Los discípulos habían apurado hasta el fondo el cáliz del fracaso. Habían visto a Jesús expirar en la cruz. Una losa, más grande y pesada que la del sepulcro, había caído sobre ellos. Aparentemente todo había acabado. Allí quedaban enterradas todas las esperanzas depositadas en el joven profeta galileo por el que lo habían dejado todo.
Ahora cuando aparece Jesús resucitado no se lo pueden creer. Tiene que mostrarles las marcas de los clavos y la llaga de su costado, resplandecientes ahora como rayos de sol. Y la tristeza se convirtió en alegría «Los discípulos se llenaron de alegría al ver al Señor», dice el evangelista Juan, que nos cuenta la escena.
Así debe ser nuestra alegría pascual. Y qué hermoso lo que sigue, qué prueba de confianza: «Alentó sobre ellos y les dijo: Recibid el Espíritu Santo. Como el Padre me envió, yo os envío». Es admirable ver que a unos pobres hombres, que le habían abandonado y negado, hacía tan poco tiempo, les encargue prolongar su misión, ser ahora sus labios, sus manos, su rostro.
Tomás no estaba en el grupo cuando vino el Señor. Sólo llegó a tiempo de presenciar el entusiasmo y el gozo de sus compañeros. Es posible que hasta le molestara ver lo pronto que aquellos, tan cobardes y mezquinos, se había aupado al carro del triunfo. El necesita ver las llagas que habían preparado y merecido aquel triunfo, si es que era verdad que el crucificado había resucitado.
A los ocho días se presentó de nuevo Jesús estando ya Tomás presente. Y ya conocéis lo que pasó. Tomás nos ha dejado una preciosa confesión de fe, y, junto a ella, la última bienaventuranza del Evangelio: «¡Dichosos los que crean sin haber visto!».
Gracias a Tomas hemos visto con más claridad que no hay salvación sin llagas, que el camino del dolor es fecundo y redentor, que no hay resurrección sin muerte. Que son las heridas de Jesús las que nos llevan a reconocerle como Señor de nuestra vida. Que ni Jesús ni su Iglesia pertenecen al grupo de los fáciles triunfadores. Que serán creídos en la medida en que puedan presentar sus cicatrices, que son la garantía de la fidelidad.
Y no es por azar que el evangelista sitúe ambos hechos en el domingo, el primer día de la semana.
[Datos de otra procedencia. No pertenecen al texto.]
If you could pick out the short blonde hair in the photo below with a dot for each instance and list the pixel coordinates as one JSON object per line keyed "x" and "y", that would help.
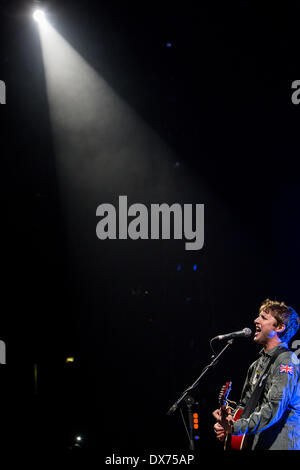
{"x": 284, "y": 315}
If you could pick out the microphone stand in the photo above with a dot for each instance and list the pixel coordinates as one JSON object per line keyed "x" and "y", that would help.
{"x": 189, "y": 400}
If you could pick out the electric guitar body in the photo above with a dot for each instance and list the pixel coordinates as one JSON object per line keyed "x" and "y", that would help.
{"x": 231, "y": 442}
{"x": 235, "y": 442}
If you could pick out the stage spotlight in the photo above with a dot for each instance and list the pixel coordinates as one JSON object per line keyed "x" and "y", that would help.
{"x": 39, "y": 16}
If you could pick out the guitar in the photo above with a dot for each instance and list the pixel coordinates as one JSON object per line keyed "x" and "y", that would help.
{"x": 231, "y": 442}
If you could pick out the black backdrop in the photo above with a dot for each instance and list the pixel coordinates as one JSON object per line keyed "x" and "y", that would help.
{"x": 219, "y": 97}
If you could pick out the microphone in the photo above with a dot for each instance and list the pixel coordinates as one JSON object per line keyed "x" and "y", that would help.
{"x": 236, "y": 334}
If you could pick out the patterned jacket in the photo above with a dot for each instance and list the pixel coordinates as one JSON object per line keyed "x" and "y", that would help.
{"x": 275, "y": 423}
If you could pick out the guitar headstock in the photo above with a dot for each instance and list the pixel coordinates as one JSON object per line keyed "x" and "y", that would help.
{"x": 223, "y": 395}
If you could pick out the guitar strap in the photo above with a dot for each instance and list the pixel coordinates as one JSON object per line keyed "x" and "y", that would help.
{"x": 257, "y": 392}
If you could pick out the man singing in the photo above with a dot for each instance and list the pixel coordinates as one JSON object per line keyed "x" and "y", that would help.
{"x": 274, "y": 423}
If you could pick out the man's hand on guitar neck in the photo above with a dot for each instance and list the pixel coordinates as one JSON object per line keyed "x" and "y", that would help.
{"x": 224, "y": 422}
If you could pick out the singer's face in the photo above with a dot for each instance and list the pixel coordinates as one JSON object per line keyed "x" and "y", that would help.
{"x": 266, "y": 327}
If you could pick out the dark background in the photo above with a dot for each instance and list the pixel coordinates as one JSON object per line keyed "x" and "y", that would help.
{"x": 139, "y": 326}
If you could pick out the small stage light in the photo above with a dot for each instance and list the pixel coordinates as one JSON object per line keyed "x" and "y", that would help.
{"x": 69, "y": 359}
{"x": 39, "y": 16}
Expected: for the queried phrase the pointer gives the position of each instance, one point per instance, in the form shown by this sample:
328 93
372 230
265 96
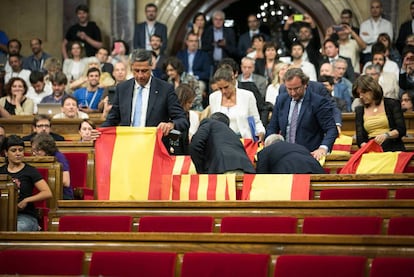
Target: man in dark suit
144 30
219 41
406 29
157 106
216 149
195 61
280 157
314 125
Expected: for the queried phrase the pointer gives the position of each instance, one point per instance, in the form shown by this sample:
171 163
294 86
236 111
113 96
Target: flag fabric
264 187
199 187
342 146
130 162
371 159
251 148
183 165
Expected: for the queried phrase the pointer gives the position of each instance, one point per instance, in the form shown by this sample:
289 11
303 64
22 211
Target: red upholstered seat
95 223
405 193
320 266
392 267
43 262
125 264
258 224
401 226
78 163
354 194
345 225
225 264
193 224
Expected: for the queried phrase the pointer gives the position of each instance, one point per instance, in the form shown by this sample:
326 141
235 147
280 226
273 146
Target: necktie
138 108
294 123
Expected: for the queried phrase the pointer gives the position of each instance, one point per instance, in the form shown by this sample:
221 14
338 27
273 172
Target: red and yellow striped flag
264 187
199 187
130 162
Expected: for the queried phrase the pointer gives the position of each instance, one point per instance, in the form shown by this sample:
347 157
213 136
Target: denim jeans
26 223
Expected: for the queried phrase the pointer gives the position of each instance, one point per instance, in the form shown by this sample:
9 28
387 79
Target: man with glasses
146 101
303 116
41 124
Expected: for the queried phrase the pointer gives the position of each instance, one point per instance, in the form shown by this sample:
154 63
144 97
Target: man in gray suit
146 100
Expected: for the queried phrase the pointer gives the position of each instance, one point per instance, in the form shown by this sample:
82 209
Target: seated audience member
238 104
105 78
85 130
89 97
70 109
27 178
16 62
41 124
338 95
36 61
38 90
44 145
378 118
176 76
216 149
272 90
102 55
406 80
15 102
407 99
280 157
75 65
59 82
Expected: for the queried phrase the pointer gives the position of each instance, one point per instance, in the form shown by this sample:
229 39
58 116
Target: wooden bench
8 204
273 245
219 209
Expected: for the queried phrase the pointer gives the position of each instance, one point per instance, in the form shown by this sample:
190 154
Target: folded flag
130 162
276 187
199 187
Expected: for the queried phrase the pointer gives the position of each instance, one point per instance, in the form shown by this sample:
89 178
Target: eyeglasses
43 126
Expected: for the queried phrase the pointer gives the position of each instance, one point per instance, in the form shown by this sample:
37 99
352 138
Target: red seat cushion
225 264
320 266
193 224
258 224
43 262
95 223
345 225
132 264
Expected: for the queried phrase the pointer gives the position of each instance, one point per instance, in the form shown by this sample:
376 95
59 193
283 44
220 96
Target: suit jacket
163 105
349 74
405 30
315 126
396 121
216 149
201 64
207 42
287 158
140 32
318 88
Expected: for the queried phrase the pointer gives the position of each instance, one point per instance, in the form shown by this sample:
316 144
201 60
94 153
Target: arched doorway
237 10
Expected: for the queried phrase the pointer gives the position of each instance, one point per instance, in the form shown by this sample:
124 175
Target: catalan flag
371 159
130 163
199 187
264 187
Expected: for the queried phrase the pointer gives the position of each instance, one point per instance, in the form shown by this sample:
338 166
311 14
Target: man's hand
166 127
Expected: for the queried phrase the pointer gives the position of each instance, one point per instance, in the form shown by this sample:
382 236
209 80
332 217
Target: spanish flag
199 187
264 187
371 159
130 162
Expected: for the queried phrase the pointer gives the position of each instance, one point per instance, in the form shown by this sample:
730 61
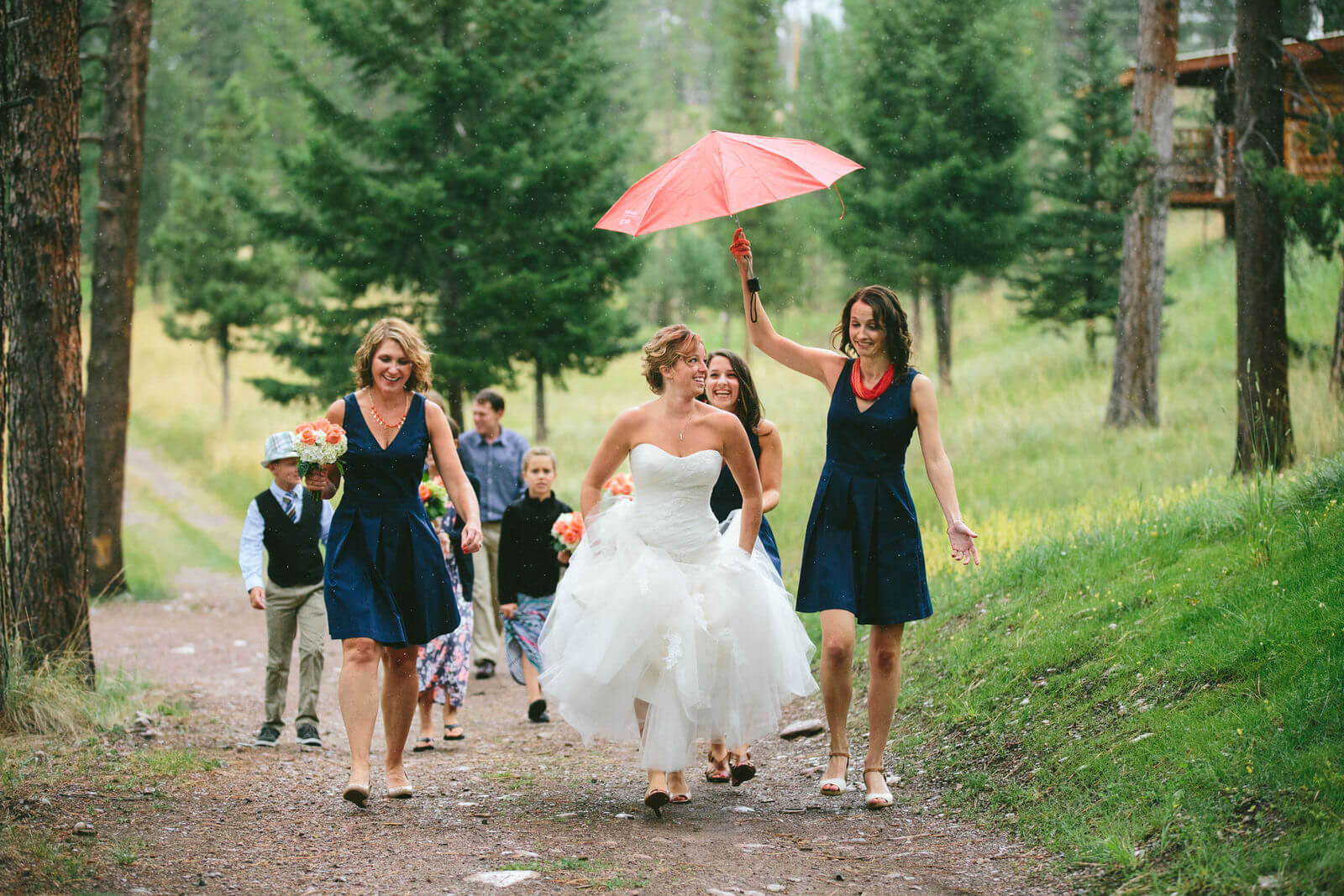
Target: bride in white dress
664 627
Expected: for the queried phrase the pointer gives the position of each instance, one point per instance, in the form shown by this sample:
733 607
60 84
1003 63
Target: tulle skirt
699 647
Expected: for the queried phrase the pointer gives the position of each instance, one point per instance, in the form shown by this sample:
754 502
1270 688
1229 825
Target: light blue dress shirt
250 543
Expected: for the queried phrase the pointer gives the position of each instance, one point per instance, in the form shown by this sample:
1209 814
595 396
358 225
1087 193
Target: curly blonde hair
412 343
669 345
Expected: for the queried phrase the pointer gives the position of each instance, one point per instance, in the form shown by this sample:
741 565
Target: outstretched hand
963 542
741 250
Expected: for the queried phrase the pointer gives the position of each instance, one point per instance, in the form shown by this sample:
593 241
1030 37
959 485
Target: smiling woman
387 586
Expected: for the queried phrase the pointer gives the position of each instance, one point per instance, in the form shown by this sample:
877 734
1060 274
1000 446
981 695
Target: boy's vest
292 547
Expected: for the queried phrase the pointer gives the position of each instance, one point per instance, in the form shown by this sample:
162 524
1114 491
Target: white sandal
837 786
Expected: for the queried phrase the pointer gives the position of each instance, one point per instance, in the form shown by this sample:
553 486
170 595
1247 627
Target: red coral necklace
864 391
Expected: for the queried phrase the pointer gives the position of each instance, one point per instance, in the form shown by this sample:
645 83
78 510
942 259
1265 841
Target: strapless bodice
672 500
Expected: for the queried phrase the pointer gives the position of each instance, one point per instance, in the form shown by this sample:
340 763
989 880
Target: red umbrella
722 175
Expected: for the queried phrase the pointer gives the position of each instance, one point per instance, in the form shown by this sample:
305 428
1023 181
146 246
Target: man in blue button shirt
495 457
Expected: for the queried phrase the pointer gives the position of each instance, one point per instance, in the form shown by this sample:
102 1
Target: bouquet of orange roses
319 443
568 531
622 484
434 496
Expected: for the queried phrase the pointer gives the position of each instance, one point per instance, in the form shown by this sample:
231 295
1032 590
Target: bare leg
401 687
884 688
837 683
358 694
531 680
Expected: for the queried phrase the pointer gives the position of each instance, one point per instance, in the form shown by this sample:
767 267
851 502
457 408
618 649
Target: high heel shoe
837 786
656 799
877 801
743 770
356 793
716 775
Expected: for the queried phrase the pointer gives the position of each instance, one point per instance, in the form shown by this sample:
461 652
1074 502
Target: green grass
1162 699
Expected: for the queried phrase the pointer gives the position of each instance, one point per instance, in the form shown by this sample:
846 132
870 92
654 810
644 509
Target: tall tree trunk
1337 358
1263 419
108 396
542 436
1139 322
941 296
44 398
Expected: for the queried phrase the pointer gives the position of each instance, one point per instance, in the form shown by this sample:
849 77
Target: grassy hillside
1162 698
1023 423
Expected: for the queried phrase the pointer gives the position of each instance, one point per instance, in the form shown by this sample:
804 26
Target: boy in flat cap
288 523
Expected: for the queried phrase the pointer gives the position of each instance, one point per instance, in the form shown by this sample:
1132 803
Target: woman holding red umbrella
864 558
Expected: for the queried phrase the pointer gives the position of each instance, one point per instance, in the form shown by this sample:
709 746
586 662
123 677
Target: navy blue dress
727 497
386 577
864 551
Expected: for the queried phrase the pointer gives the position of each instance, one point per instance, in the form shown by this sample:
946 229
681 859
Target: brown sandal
743 770
837 786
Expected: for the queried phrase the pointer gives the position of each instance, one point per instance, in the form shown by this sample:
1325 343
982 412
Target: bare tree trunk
941 296
1337 358
108 398
44 396
542 436
1263 418
1139 322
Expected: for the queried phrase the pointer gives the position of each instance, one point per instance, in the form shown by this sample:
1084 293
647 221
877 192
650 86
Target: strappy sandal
716 775
656 799
837 786
877 801
743 770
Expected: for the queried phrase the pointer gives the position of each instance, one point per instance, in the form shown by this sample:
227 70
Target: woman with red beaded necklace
864 559
386 584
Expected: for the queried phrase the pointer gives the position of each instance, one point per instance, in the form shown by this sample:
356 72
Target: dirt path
511 797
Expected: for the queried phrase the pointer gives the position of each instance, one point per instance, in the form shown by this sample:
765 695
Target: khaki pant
288 610
488 636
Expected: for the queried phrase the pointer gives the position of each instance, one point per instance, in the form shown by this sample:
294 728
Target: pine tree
223 273
941 116
472 192
1072 271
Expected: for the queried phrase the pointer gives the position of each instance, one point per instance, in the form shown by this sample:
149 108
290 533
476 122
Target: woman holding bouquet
864 558
387 586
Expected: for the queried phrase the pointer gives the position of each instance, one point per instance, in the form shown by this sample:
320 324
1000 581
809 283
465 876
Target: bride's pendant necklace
373 406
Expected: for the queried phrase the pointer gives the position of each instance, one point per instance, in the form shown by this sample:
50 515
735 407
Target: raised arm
938 468
772 465
454 479
615 448
820 364
737 453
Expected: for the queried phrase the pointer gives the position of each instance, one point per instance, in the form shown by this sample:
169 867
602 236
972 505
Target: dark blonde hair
667 345
891 318
412 343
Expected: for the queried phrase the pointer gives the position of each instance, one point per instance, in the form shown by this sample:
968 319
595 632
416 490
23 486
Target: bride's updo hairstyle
412 343
667 347
891 318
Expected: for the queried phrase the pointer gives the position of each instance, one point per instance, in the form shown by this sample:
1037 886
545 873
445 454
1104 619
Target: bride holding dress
669 626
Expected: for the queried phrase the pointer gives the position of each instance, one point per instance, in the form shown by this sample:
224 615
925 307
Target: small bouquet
568 531
622 484
434 497
319 443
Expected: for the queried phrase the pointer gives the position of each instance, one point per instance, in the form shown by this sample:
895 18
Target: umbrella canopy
722 175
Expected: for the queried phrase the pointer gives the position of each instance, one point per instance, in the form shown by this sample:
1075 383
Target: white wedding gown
662 606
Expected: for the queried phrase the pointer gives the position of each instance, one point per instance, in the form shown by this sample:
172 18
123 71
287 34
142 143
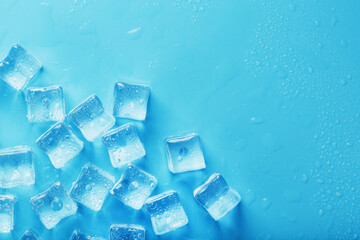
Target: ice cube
166 212
30 235
91 118
134 187
53 205
130 101
60 144
124 145
78 235
216 196
127 232
7 205
16 167
92 187
19 67
45 104
184 153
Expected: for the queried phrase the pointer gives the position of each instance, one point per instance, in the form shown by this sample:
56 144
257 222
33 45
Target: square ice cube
53 205
92 187
60 144
130 101
78 235
30 235
19 67
134 187
216 196
7 205
91 118
124 145
166 212
16 167
184 153
45 104
127 232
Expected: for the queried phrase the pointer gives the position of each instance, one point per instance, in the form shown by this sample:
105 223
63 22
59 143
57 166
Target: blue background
272 87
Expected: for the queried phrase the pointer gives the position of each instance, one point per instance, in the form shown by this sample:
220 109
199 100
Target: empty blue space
271 87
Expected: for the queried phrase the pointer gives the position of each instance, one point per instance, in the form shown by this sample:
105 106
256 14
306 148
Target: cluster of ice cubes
93 185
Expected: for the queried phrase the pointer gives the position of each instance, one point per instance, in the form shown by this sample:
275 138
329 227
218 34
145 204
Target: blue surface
271 87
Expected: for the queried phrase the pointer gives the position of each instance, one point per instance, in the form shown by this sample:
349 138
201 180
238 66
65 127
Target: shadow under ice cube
7 205
16 167
130 101
134 187
45 104
216 196
127 232
19 67
91 118
92 186
78 235
166 212
30 235
53 205
60 144
124 145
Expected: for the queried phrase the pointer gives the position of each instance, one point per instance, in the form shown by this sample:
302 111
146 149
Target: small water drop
88 187
56 204
182 153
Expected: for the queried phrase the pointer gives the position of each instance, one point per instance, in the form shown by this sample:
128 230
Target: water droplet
56 204
88 187
182 153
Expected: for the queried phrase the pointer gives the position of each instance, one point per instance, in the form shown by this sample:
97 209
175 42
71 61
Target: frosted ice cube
16 167
127 232
124 145
78 235
30 235
184 153
7 205
166 212
91 118
45 104
19 67
53 205
130 101
216 196
134 187
60 144
92 187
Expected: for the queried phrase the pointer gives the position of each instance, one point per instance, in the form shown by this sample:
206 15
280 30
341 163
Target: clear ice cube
166 212
91 118
216 196
45 104
124 145
78 235
130 101
134 187
30 235
7 205
127 232
92 187
16 167
184 153
60 144
53 205
19 67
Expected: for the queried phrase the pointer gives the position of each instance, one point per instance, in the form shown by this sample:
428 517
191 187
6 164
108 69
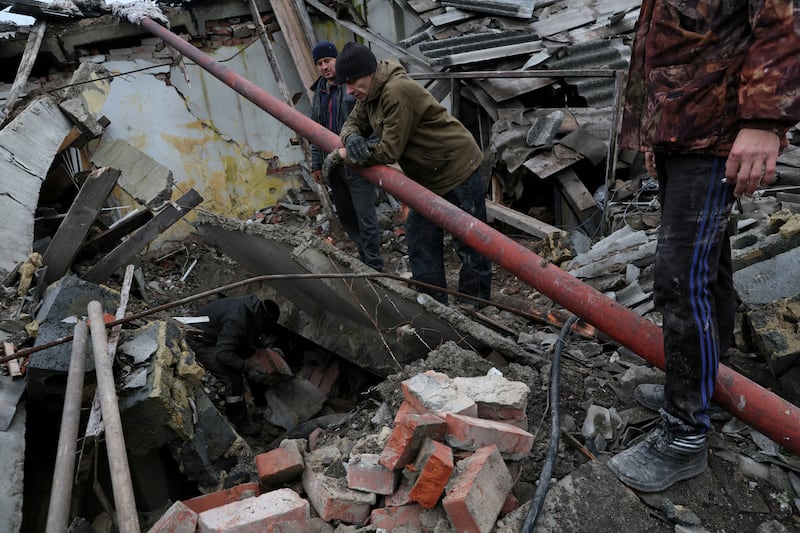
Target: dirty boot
237 414
660 460
651 396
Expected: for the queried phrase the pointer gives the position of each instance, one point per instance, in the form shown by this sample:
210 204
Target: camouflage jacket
701 70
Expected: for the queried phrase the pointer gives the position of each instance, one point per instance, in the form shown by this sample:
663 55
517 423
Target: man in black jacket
235 329
353 196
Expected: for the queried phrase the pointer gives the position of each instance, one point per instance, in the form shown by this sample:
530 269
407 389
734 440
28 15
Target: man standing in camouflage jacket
713 87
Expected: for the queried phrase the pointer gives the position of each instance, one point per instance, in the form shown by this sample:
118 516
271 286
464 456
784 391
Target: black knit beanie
324 49
355 61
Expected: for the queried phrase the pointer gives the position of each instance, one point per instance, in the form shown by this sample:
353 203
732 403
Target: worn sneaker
651 396
660 460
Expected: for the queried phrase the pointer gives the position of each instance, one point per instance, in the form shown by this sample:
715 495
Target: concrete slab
68 297
28 145
377 324
769 280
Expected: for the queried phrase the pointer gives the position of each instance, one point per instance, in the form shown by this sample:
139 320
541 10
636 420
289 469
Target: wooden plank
26 64
111 237
123 253
580 202
94 426
535 227
73 229
549 164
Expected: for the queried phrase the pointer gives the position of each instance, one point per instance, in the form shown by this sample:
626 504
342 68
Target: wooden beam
535 227
111 237
26 64
125 251
14 369
73 229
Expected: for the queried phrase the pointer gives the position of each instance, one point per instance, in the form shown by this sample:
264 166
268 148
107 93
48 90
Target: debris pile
448 456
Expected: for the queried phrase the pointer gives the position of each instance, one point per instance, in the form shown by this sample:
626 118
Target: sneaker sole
664 484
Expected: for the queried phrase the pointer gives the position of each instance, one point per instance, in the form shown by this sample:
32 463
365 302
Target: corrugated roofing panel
507 8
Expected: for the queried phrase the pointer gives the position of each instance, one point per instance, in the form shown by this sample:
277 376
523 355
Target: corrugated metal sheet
507 8
604 54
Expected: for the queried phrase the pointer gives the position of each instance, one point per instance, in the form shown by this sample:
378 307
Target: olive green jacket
414 130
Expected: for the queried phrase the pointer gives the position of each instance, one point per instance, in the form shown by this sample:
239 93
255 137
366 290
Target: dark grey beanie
355 61
324 49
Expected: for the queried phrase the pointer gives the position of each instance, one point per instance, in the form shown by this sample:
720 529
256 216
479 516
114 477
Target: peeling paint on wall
238 157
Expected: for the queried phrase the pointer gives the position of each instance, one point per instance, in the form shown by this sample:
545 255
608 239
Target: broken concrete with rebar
84 139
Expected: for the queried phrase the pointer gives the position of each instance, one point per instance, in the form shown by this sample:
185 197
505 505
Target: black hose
555 432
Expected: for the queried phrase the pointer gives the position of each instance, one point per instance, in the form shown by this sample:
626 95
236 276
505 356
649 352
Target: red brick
435 392
407 437
333 500
391 518
279 465
177 519
401 496
510 505
434 467
365 473
222 497
272 362
313 439
404 410
477 491
255 515
316 524
471 433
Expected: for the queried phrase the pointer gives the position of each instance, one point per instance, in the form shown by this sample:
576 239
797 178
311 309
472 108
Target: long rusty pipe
751 403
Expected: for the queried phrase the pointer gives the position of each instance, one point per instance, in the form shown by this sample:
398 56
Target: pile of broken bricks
448 458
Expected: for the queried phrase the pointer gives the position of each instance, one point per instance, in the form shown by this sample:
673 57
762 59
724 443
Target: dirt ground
736 494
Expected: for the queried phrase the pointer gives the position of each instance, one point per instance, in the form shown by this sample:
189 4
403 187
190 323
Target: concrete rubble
390 411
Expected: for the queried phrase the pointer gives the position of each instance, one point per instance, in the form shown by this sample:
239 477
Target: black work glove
255 372
331 161
357 150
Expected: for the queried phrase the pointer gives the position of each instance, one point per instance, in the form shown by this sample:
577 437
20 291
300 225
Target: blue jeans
354 198
426 246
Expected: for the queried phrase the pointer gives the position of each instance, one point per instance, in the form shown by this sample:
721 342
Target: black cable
555 431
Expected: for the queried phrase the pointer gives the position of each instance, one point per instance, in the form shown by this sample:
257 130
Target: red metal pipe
770 414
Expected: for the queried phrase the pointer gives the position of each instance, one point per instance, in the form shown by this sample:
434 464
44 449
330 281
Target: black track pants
693 280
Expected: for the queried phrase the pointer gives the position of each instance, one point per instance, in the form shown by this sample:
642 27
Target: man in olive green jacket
405 124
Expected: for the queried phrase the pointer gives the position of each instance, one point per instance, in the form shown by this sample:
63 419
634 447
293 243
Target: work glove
332 160
255 372
357 150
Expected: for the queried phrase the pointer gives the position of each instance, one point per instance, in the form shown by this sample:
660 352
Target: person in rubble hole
237 326
353 196
395 120
711 92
El hecho de que Jesús «venga» durante el encuentro semanal nos hace entender que la fe no es asunto estrictamente «personal», o «individual». La presencia del Resucitado es «experimentada», «sentida» cuando estaban «juntos», «reunidos», «en Iglesia». El evangelista está recalcando la importancia del encuentro dominical, una costumbre que procede del tiempo mismo de los apóstoles.
Cuando Juan escribe su evangelio ya habían empezado las persecuciones y también las defecciones de los que, por miedo, abandonaban la fe y la comunidad. Y sin embargo, cada domingo, misteriosamente, Cristo se deslizaba entre los suyos, donde estuvieran, en Efeso, en Corinto, en Jerusalén o en Roma. Cada domingo era Pascua. Y allí estaba Jesús, en el corazón de sus vidas, dándoles fuerza para vivir y afrontar los peligros. Reconocían y actualizaban su presencia en la » fracción del pan». Y se llenaban de alegría, se fortalecía su esperanza y se renovaba su corazón, se sentían enviados en medio de un mundo frecuentemente hostil, portadores de la misma misión de Jesús para renovar la creación.
Juan Pablo II nos recordó reiteradamente la importancia de la eucaristía dominical. Cuando ésta se abandona, la experiencia del Señor se oscurece, el sentido comunitario de la fe y la pertenencia eclesial se diluyen. Se debilita la identidad cristiana.